Rural media places journalists in our courtrooms and council chambers. These journalists follow state and federal politics and hold local state and federal politicians, such as myself, to account.
But I am not just the occasional subject of the local news, I am also an avid consumer. As a member of my community, I am connected to and saddened by the loss of each and every local journalist.
Regional journalists cover more than politics and courts, they cover community. They follow sports and venture into our schools and aged-care facilities, our churches and our clubs. They attend our local festivals and events, our plays and our musicals. These journalists cover our culture – explain it, curate it, disseminate and store it.
These journalists also guard against corruption.
Studies out of the UK, the US and Australia indicate where local media closes, communities suffer a commensurate rise in corruption, political disengagement and a heightened distrust in public institutions.
The author of a 2016 King’s College London study, Dr Martin Moore, observed, “We can all have our own social media account, but when local papers are depleted or in some cases simply don’t exist, people lose a communal voice. They feel angry, not listened to and more likely to believe malicious rumour.”

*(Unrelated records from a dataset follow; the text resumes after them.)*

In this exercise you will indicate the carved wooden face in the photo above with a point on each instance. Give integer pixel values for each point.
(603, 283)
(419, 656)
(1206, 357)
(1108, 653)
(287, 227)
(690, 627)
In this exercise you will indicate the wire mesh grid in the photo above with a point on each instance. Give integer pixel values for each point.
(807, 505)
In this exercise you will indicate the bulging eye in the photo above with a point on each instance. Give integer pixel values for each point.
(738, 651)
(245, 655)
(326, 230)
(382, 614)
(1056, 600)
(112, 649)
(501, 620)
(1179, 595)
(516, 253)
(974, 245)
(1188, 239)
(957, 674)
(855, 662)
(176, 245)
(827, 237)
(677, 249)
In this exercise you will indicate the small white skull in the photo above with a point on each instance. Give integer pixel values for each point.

In 2019, Australia’s Public Interest Journalism Initiative found that a third of Local Government Areas reported no journalists attended local government meetings. That year’s Australian Local Government Association annual report lamented “a large part of local government business goes entirely unscrutinised and unreported.”

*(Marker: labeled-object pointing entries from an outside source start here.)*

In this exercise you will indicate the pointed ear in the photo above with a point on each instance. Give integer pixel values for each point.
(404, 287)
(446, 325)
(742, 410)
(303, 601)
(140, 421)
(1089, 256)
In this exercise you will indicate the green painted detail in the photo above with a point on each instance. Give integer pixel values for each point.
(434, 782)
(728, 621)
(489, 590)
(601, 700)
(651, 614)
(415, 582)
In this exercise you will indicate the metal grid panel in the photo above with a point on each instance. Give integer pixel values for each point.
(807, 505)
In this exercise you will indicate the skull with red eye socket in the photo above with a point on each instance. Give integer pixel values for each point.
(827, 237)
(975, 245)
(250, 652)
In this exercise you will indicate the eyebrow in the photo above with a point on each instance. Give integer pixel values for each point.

In the United States, the term “news desert” has been coined. A recent Harvard Business Review claimed, “the demise of local newspapers (is) linked to a rise in local corruption and an increase in polarisation, as news consumers rely more on partisan-influenced national outlets for their information.”
So, what is going wrong?
Ask any editor or advertising manager and you will receive a different answer which amounts to the same answer. The editor will tell you the online media giants, primarily Google and Facebook, are stealing their content. The ad manager will tell you the same entities are taking the revenue. This is particularly concerning when considering Google and Facebook do not create content, they merely collate and serve someone else’s in one form or another.
For two decades local media have been struggling with how to transform themselves onto digital platforms to varying degrees of success. Many have been extremely innovative. They have experimented with paywalls of various types, paywalls that most have cast down during the Coronavirus Crisis to give their communities free access to the latest vital information.
Online news traffic has reportedly surged by more than 100 per cent in recent months as rural and regional Australians flock to dedicated, reliable local news services. Simultaneously sources of advertising are plummeting as regional businesses stand-down or close.
The Victorian State and Federal Governments have recently made welcomed moves to assist regional media with millions of dollars in relief packages. Last week the ACCC pledged a new framework to force Google and Facebook to pay for regional news content. And yet, despite all of these important measures we are still seeing closures, our local media is still under threat.
If we wish to maintain a healthy and vibrant media now and when we emerge on the other side of this crisis regional media needs this government support, but it also needs the support of local communities. The alternative is a future without regional media which is a bleak future indeed.